Agribusiness at the trough

I’m not fully up-to-date with the latest wiles of industrial agriculture in the US, but I do have the feeling that they are spoiling things for everyone with their subsidies and special exemptions. Fortunately, I can read Susan Schneider’s latest post at Agricultural Law: Agriculture’s embarrassment. She refers to a column by Steven Pearlstein in the Washington Post that lays bare the self-serving antics of the farm lobby, and I’m pretty sure that what happens in the US happens in most other developed countries (but maybe not New Zealand).

Two things seem to be at work here. One is the public view — fostered by all those little-red-barn-and-mixed-livestock-in-the-kindly-farmer’s-yard books for children — that just about everything is fine on Old MacDonald’s farm, and that to thank Old MacDonald for the loving care he takes over our food supply we better give him what he asks for. The other is the reality of industrial food production, which nobody — least of all the food industry — wants anyone to know about.

The eating public — and what does consumer mean, after all? — really needs to open its eyes to what is being done in its name.

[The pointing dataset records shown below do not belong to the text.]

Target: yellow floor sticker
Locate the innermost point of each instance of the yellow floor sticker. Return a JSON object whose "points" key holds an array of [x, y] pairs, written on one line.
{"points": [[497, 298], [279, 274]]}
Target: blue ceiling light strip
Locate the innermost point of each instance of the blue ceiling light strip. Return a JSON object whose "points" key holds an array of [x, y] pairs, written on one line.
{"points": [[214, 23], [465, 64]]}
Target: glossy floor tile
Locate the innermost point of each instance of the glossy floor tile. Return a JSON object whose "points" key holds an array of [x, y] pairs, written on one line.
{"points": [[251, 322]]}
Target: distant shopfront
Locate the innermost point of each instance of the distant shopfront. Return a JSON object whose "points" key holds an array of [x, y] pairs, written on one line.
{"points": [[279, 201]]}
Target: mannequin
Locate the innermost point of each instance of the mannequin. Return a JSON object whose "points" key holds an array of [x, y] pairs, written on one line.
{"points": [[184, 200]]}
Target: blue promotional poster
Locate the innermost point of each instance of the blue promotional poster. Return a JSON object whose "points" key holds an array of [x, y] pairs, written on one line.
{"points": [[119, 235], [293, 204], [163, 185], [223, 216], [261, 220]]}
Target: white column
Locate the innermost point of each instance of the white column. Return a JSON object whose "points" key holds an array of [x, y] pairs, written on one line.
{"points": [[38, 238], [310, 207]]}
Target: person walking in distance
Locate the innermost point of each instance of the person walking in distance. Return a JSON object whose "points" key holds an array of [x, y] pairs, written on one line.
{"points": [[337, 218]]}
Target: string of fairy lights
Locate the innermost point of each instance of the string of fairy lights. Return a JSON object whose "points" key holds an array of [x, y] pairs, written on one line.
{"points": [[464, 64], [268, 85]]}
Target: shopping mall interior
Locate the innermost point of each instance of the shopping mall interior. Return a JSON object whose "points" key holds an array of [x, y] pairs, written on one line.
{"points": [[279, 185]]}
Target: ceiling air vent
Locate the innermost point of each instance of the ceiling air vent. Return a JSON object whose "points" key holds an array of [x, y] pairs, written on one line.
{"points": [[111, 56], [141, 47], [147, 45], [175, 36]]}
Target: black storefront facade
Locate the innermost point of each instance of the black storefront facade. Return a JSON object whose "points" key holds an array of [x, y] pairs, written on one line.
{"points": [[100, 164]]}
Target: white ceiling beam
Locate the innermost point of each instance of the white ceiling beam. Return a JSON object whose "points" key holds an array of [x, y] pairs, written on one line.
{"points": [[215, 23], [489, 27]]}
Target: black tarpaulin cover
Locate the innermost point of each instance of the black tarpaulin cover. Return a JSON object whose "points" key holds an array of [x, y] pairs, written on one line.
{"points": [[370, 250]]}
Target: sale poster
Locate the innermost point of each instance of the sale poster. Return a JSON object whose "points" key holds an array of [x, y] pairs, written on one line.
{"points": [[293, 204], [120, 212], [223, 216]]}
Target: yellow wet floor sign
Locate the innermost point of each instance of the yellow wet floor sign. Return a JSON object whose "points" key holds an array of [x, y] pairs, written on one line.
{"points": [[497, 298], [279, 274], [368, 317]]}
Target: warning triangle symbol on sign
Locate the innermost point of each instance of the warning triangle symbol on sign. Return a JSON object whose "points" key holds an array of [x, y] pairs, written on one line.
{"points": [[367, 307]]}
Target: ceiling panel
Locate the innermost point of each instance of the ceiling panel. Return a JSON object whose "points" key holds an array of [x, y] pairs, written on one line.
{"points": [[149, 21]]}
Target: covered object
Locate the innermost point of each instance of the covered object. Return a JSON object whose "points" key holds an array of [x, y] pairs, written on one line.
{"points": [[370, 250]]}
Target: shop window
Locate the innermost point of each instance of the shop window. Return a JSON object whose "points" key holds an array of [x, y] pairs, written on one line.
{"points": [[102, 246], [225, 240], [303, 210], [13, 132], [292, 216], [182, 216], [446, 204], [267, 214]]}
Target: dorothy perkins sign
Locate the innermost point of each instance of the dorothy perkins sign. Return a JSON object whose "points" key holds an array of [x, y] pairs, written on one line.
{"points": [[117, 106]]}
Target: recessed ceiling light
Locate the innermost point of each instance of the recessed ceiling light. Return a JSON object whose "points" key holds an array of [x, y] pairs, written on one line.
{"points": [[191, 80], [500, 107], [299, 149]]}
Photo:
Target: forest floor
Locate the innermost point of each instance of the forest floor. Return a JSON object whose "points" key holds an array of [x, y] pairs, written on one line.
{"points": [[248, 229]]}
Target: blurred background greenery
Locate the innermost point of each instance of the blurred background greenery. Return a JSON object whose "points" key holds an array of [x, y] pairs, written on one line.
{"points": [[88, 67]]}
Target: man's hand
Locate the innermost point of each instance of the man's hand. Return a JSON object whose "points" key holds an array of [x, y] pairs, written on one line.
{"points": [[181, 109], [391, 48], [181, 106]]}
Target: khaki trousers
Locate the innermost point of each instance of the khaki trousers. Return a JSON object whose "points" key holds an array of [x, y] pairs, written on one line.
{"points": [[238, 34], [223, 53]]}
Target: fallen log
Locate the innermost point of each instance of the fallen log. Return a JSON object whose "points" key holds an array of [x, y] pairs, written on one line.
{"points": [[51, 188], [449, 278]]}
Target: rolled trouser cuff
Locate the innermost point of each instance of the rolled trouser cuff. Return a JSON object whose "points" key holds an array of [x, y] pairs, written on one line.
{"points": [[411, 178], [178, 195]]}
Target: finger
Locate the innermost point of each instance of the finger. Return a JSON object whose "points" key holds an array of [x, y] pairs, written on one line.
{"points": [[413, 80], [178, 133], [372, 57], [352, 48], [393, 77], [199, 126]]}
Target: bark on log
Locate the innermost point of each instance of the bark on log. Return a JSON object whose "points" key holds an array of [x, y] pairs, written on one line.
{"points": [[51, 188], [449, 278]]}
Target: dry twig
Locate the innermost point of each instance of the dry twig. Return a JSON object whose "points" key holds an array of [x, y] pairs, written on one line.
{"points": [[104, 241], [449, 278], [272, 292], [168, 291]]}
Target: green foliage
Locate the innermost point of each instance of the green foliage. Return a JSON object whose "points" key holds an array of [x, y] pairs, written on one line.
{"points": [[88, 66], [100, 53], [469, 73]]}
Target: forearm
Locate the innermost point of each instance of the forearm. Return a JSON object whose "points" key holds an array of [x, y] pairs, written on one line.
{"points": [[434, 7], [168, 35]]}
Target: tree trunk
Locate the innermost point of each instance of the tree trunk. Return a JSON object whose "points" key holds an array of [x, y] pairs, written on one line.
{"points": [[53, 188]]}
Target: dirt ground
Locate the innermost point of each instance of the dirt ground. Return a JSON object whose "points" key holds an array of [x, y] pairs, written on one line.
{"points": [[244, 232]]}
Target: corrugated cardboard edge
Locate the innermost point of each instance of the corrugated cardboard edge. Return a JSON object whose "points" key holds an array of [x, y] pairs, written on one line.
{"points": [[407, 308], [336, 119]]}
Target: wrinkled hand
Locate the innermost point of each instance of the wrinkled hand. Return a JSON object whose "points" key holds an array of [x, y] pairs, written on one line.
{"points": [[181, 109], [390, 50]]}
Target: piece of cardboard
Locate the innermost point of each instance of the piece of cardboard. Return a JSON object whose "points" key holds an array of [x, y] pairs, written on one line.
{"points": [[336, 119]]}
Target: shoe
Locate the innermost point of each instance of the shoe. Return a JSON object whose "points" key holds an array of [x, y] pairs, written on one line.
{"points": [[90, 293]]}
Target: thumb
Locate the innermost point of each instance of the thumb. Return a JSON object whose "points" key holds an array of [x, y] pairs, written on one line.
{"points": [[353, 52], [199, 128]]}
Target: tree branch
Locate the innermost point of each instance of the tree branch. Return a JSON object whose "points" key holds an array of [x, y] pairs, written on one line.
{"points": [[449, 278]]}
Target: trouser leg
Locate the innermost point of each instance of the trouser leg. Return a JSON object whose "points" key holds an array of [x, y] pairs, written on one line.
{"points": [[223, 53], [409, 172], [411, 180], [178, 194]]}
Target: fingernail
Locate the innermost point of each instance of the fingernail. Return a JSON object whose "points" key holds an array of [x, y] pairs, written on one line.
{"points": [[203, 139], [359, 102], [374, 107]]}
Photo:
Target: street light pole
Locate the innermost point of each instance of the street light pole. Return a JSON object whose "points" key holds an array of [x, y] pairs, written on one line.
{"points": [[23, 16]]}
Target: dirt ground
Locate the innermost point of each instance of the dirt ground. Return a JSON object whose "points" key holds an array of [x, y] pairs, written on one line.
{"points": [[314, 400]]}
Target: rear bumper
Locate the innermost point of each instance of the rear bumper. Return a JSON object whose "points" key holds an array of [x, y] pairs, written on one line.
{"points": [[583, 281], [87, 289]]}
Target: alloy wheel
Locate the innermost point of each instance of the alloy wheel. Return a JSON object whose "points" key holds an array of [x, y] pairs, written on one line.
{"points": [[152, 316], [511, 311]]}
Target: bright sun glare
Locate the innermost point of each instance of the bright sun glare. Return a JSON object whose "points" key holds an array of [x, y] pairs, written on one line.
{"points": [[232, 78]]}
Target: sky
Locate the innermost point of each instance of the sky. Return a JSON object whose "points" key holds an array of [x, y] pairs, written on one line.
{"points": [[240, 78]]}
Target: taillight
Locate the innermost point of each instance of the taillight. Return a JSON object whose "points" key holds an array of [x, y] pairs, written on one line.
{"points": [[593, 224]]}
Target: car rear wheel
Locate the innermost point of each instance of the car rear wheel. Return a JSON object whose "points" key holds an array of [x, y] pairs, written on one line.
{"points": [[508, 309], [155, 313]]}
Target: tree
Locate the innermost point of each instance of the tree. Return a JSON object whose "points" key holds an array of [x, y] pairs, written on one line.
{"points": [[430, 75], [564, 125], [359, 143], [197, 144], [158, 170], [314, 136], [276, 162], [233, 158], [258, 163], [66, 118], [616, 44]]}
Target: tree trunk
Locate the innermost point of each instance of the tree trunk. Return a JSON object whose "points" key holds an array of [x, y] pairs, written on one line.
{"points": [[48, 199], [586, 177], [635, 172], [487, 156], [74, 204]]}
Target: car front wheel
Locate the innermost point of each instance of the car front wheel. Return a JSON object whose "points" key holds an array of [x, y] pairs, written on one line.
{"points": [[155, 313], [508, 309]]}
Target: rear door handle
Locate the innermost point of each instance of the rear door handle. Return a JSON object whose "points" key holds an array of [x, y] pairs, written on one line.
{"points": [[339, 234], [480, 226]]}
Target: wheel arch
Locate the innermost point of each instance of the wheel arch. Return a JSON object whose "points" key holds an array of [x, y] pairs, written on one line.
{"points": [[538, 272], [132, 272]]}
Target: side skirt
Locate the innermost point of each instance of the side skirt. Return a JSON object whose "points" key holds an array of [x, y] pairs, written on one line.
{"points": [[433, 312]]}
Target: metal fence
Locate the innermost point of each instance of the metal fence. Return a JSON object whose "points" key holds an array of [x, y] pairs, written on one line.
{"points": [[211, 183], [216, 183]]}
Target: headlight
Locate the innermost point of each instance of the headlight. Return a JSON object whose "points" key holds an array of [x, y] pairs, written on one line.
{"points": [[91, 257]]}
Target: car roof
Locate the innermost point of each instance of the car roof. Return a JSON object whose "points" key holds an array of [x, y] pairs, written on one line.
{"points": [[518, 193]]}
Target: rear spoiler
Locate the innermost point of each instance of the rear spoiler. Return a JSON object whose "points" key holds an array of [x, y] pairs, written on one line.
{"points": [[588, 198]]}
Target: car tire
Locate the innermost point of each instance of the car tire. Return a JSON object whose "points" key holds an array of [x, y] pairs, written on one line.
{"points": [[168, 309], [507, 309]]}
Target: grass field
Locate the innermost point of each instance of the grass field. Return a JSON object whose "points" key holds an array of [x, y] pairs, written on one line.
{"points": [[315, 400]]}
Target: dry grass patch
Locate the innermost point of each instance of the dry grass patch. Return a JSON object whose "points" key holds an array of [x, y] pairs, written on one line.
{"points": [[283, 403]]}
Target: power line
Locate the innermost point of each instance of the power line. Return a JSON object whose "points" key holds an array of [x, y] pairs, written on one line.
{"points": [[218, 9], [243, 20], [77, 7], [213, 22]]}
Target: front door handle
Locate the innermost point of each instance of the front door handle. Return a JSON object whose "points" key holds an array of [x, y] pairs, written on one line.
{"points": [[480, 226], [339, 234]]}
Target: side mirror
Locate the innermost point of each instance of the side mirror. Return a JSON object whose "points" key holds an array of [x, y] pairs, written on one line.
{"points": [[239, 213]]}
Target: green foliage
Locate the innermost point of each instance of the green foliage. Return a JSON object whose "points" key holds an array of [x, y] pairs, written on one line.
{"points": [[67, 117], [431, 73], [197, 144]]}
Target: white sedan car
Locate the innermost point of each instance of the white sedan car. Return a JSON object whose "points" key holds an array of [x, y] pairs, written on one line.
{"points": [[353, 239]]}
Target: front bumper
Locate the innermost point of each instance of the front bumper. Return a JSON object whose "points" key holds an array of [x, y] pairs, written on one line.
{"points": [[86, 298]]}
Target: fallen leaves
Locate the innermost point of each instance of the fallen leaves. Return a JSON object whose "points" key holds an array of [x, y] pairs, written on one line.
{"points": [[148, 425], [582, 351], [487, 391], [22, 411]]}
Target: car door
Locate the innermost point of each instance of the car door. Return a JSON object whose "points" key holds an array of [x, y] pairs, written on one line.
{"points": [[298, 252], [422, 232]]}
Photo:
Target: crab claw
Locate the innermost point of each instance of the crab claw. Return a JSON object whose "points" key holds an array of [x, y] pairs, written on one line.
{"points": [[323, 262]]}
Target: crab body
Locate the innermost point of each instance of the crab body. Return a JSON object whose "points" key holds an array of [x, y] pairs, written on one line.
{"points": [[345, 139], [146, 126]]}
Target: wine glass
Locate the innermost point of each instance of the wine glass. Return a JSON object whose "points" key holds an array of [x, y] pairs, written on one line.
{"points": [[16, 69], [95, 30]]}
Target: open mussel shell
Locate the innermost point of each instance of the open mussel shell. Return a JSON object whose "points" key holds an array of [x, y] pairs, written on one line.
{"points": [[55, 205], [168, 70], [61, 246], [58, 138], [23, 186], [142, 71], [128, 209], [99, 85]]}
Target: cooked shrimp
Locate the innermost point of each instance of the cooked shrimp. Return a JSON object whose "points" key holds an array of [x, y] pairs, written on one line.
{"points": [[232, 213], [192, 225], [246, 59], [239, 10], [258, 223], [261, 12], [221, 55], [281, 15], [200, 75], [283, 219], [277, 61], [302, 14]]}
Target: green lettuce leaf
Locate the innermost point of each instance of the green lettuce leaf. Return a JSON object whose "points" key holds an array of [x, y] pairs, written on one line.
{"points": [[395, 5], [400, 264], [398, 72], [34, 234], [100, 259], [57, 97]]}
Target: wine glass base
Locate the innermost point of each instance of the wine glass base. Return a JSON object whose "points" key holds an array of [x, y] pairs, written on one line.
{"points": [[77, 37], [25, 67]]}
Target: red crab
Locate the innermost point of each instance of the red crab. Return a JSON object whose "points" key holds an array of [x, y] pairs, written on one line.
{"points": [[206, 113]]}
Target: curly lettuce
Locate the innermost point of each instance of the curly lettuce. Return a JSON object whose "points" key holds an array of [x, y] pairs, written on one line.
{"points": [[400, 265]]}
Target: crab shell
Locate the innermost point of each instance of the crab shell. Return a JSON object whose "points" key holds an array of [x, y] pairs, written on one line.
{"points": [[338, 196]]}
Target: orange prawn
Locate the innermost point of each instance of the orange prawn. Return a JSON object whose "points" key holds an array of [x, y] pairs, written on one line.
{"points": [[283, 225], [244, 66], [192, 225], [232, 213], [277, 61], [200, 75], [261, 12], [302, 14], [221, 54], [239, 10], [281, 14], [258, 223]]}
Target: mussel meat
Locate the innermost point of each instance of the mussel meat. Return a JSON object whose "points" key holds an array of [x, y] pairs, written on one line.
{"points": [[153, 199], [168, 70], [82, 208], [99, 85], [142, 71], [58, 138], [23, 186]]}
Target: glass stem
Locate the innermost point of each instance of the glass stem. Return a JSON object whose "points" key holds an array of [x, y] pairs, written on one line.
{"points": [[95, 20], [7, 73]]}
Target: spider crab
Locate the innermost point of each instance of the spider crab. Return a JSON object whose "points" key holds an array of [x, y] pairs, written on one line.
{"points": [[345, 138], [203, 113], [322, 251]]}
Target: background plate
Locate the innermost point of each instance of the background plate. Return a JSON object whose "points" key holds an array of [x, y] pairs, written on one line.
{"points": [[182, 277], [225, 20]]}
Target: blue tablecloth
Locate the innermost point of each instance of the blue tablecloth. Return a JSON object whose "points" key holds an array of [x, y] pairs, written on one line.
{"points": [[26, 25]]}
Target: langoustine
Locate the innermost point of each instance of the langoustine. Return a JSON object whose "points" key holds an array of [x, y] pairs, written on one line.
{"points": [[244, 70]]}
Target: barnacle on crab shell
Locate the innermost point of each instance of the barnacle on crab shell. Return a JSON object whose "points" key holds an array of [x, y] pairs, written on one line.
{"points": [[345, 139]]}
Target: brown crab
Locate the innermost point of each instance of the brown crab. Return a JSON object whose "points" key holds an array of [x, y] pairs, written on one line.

Meantime, Susan Schneider has the last word:

The agricultural community should stop to consider not only its own long range interest in climate protection, but to consider the public good that we all need keep in mind in order to address the issue of climate change. And, if it really wants to be selfish, it can also consider the backlash that may well be coming. Pearlman concludes his article with the following:

“The next time the world’s most selfish lobby comes to Washington demanding drought relief, someone ought to have the good sense to tell them to go pound sand.”

An industry so wedded to government support and special treatment should pick its battles wisely.

It is time for the agricultural industry to grow up and acknowledge that there are environmental problems that EVERYONE needs to work together to address.